The SD has a metal guide rod with double springs. It is very stiff. All metal parts on the SD are heavy duty parts made of slightly lighter materials. I have taken both down completely (beyond the standard field stripping). The Hammer Assy, Springs, trigger bar, trigger are all different. Even the pins that hold everything together are lighter stronger pins. The slide (not internal components of the slide) itself seems to be the same with exception to the Special Duty logo stamped on it and of course the SD has a 4.6" barrel vice the standard 4" on all the PX4 full size pistols. 

I do not think the guide rod assy will work in the other pistols. But I do believe that all the parts are available on Brownells site. Just type in PX4 SD and you will get a list of all the SD parts and pricing. If the rod can be sold seperately they may have it, but I have only found the whole assy. You could order one, and remove the .45 tension springs, and put your original guide rod spring for your weapon in it's place.
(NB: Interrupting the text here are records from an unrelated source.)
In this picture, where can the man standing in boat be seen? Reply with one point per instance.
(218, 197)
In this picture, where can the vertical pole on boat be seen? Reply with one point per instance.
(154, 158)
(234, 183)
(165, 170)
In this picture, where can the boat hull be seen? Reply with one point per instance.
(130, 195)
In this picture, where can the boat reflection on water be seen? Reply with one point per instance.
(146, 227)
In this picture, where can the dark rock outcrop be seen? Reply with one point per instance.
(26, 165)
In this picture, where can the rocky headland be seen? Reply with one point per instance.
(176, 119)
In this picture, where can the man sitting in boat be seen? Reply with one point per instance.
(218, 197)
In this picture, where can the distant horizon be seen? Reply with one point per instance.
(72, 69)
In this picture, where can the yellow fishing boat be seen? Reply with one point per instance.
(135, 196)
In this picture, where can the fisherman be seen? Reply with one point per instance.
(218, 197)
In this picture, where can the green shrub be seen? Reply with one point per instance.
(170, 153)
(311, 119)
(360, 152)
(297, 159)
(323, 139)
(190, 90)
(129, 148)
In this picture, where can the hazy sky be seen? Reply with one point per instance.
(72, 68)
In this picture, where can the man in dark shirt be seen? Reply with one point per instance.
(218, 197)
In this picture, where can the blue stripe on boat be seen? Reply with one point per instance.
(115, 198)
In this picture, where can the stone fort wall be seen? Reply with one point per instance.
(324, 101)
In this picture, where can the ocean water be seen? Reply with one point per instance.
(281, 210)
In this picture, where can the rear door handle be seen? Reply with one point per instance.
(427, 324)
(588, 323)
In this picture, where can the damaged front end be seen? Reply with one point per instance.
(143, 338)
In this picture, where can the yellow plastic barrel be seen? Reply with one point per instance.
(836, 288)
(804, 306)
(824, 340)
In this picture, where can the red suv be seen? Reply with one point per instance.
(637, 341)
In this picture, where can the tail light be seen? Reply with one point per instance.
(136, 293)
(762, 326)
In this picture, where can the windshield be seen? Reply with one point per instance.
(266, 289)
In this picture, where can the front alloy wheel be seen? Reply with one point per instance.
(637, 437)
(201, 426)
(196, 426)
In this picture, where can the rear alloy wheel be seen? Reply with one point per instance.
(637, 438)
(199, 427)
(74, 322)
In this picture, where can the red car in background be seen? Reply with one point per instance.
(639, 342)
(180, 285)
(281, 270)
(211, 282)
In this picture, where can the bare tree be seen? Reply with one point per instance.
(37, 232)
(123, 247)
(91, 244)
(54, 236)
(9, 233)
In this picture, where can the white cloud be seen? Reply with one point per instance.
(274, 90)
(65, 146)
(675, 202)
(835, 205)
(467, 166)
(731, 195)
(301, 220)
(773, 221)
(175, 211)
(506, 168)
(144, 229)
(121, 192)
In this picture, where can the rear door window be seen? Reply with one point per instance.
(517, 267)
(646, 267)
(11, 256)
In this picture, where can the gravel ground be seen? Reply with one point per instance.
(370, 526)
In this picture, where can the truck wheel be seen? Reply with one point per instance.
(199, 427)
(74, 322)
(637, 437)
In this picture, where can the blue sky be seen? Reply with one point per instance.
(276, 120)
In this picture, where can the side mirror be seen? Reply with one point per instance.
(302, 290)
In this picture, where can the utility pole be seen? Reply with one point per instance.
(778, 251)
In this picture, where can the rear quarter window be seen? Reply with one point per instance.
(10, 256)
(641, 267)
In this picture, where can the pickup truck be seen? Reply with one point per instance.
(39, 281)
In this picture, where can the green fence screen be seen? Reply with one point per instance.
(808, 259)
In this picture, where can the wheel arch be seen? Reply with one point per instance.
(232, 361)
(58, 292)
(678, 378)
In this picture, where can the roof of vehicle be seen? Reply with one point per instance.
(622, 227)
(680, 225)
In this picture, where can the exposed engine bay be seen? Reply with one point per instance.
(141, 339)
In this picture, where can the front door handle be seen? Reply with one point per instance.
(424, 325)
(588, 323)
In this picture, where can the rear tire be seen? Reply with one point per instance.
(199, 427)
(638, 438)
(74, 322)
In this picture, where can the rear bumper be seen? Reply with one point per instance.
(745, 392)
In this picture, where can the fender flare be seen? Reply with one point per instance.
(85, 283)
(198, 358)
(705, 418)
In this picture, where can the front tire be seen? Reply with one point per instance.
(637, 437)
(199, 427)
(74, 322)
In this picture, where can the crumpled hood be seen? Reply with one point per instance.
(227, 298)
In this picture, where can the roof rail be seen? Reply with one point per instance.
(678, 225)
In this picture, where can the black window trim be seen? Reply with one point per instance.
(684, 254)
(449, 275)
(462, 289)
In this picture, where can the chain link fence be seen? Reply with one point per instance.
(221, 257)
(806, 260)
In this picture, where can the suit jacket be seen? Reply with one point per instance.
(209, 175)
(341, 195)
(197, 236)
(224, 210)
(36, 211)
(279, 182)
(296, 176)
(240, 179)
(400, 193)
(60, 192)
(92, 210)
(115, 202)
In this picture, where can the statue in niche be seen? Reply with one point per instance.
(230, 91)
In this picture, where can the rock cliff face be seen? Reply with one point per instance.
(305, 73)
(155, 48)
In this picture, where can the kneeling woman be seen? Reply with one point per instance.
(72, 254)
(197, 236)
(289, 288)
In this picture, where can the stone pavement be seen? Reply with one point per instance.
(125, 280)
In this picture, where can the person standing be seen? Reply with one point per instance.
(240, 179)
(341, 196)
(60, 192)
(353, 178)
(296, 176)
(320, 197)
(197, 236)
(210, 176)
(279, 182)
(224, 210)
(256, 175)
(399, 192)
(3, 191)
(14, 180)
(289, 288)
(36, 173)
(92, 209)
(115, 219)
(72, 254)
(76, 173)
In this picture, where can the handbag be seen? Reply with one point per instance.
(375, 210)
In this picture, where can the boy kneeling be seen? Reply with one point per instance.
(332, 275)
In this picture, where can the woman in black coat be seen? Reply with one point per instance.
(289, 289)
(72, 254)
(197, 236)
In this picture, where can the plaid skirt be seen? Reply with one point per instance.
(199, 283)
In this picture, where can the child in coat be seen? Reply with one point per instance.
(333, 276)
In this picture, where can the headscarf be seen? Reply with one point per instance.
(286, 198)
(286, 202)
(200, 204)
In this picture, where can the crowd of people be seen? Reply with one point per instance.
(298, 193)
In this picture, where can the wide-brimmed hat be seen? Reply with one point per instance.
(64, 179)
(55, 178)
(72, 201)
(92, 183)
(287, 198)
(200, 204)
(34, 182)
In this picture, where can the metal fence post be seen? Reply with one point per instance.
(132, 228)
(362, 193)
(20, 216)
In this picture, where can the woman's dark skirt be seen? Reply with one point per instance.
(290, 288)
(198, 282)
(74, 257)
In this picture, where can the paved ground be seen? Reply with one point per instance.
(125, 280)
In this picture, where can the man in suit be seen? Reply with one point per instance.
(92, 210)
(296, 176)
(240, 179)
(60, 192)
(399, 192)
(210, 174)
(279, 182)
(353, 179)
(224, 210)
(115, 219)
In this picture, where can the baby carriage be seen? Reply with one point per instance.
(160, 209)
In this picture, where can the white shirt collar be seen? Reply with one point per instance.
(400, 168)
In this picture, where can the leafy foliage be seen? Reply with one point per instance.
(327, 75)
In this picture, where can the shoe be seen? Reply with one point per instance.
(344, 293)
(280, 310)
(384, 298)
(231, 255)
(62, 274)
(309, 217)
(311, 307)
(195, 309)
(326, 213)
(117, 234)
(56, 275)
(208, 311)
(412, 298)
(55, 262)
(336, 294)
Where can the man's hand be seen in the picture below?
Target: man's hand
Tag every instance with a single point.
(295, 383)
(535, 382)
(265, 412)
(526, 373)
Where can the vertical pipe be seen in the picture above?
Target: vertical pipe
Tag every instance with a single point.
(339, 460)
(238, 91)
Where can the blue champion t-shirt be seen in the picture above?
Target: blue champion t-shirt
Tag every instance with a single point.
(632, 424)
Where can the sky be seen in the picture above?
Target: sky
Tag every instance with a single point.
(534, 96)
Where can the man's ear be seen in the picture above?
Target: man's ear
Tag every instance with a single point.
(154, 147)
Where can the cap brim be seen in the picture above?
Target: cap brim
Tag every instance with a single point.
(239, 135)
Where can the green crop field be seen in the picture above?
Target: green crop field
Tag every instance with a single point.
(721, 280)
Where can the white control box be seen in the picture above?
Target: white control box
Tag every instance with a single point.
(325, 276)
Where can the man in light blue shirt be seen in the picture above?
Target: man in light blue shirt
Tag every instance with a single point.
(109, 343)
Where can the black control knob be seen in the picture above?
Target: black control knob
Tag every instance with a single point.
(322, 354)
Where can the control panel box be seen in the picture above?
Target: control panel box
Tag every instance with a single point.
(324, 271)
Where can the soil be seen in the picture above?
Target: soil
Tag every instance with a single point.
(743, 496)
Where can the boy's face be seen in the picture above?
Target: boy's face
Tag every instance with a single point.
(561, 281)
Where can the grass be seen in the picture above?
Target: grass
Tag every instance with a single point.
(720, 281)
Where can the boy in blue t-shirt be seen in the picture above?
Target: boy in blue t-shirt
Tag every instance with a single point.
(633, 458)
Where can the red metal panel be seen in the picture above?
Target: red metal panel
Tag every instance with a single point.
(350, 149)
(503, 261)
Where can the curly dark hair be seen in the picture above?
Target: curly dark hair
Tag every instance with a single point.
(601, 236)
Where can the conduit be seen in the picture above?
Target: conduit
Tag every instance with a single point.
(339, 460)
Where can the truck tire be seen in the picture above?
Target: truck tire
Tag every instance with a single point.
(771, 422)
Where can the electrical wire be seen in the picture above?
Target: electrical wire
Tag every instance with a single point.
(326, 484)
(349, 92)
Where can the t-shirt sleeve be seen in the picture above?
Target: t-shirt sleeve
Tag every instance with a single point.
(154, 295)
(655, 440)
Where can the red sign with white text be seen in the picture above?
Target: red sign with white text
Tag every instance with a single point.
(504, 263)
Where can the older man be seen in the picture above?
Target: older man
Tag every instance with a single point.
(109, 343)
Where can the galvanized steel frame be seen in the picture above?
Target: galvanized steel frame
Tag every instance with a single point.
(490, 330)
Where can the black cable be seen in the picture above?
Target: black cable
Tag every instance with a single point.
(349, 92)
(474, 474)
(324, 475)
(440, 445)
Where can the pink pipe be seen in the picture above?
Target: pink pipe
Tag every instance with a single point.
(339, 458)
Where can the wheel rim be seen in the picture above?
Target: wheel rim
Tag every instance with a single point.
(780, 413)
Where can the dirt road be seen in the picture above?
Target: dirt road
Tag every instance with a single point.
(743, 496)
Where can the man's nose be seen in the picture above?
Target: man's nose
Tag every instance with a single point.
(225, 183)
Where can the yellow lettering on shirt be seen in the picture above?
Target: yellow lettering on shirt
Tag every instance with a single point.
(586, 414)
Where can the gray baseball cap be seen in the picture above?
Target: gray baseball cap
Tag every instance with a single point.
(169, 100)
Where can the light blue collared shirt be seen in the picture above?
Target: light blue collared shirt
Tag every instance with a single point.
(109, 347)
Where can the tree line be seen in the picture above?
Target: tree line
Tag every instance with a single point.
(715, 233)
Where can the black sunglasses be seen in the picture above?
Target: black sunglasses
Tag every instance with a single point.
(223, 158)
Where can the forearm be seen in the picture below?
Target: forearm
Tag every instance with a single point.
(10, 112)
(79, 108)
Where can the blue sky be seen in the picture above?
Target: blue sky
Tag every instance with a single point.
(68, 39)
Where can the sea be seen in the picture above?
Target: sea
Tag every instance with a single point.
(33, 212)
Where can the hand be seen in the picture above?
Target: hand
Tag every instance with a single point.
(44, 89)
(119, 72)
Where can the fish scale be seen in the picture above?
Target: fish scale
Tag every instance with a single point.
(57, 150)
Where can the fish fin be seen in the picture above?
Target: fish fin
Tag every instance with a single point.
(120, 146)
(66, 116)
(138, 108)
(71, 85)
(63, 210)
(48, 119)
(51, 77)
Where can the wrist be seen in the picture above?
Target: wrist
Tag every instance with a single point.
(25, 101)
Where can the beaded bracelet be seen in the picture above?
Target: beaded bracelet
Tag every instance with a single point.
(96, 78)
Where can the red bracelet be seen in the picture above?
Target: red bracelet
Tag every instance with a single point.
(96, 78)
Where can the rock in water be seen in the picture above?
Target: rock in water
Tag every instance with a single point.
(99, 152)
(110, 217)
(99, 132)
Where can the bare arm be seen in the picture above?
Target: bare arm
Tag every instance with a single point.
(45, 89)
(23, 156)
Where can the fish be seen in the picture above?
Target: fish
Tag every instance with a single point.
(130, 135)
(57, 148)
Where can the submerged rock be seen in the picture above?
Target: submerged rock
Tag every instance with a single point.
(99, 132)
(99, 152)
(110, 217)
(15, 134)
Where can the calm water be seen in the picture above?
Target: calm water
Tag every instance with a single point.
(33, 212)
Now if you search via the schematic, the parts list can be a little vague as to what caliber the part is intended for. So do some reasearch, or even call the Beretta Support group for detailed part numbers for any replacement/upgrade parts you wish in install.

As a 15+ year veteran, I find that I am actually more accurate with my PX4's than I ever was with USMC issue 1911's. I truely love the pistols and the action. Just make sure you keep the barrel lug lubed. The only two things that I am still adjusting to, is the polymer frame and the glock style takedown.
I guess it's just a peeve of mine after getting used to metal frames and the signature Beretta takedown lever. I personally think they should have stuck with the metal frame and takedown lever that the Cougars had originally.

Gunny


----------